# On submodules of finitely generated modules over a PID

It is well-known that if $M$ is a finitely generated module over a PID $R$, then $M\cong R/R{p_1}^{n_1}\oplus \ldots \oplus R/R{p_k}^{n_k}\oplus F$ for some prime element $p_i$ and for some positive integers $n_i$ $(1\leq i\leq k)$ and free $R$-module $F$ finite rank. What is the form of a submodule $N$ of $M$ with respect to this characterization?

A submodule is again a finitely generated module over a PID, hence it is of the form

$N \cong R/q_1^{m_1} \oplus \dotsb \oplus R/q_s^{m_s} \oplus F^\prime$

with $m_i \geq 1$ and $F^\prime$ free.

By tensoring with the quotient field, it is clear that the rank of $F^\prime$ is at most the rank of $F$.
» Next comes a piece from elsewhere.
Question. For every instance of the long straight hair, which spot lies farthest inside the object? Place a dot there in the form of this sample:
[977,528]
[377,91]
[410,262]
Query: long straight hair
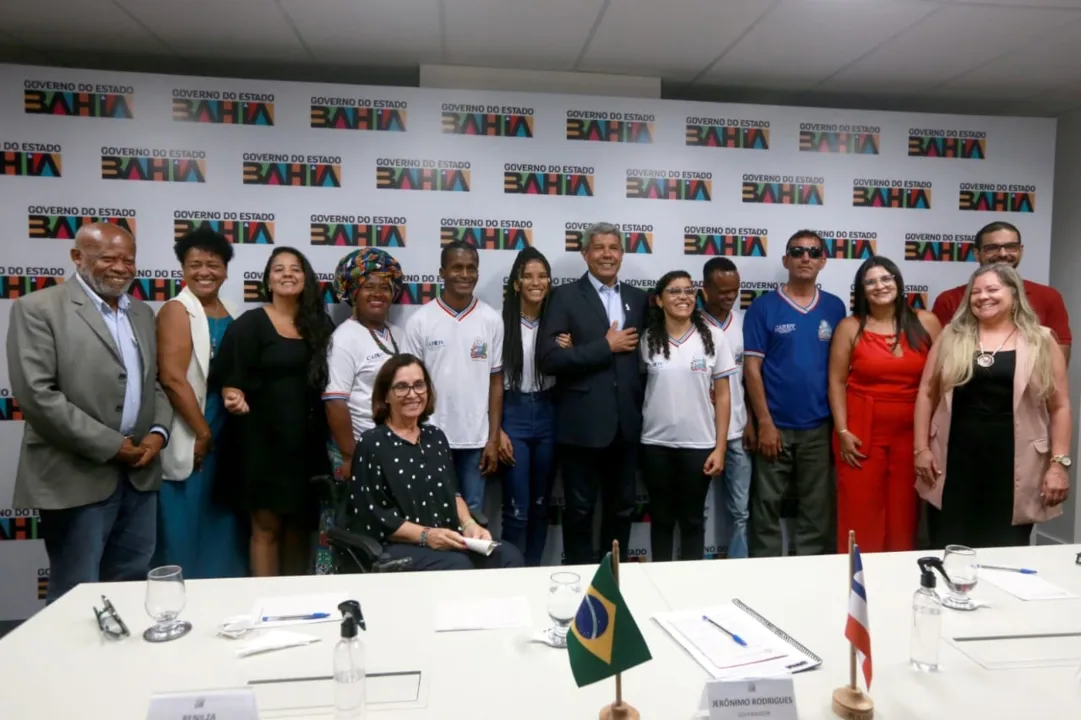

By localizing the injection $N \hookrightarrow M$ at the prime $(q_j)$, we obtain that each $q_j$ occurs within the $p_j$. If not, the right hand side would have killed all torsion, while the left hand side still had torsion.

Thus we can write

$$N \cong R/p_1^{m_1} \oplus \dotsb \oplus R/p_k^{m_k} \oplus F^\prime$$

with $m_i \geq 0$.

By localizing at $(p_i)$ and then passing to the torsion part, we get an injection $R/p_i^{m_i} \hookrightarrow R/p_i^{n_i}$.

In particular $1 \in R/p_i^{m_i}$ is annihilated by $p_i^{n_i}$, hence $p_i^{n_i} \in (p_i^{m_i})$ or equivalently $m_i \leq n_i$.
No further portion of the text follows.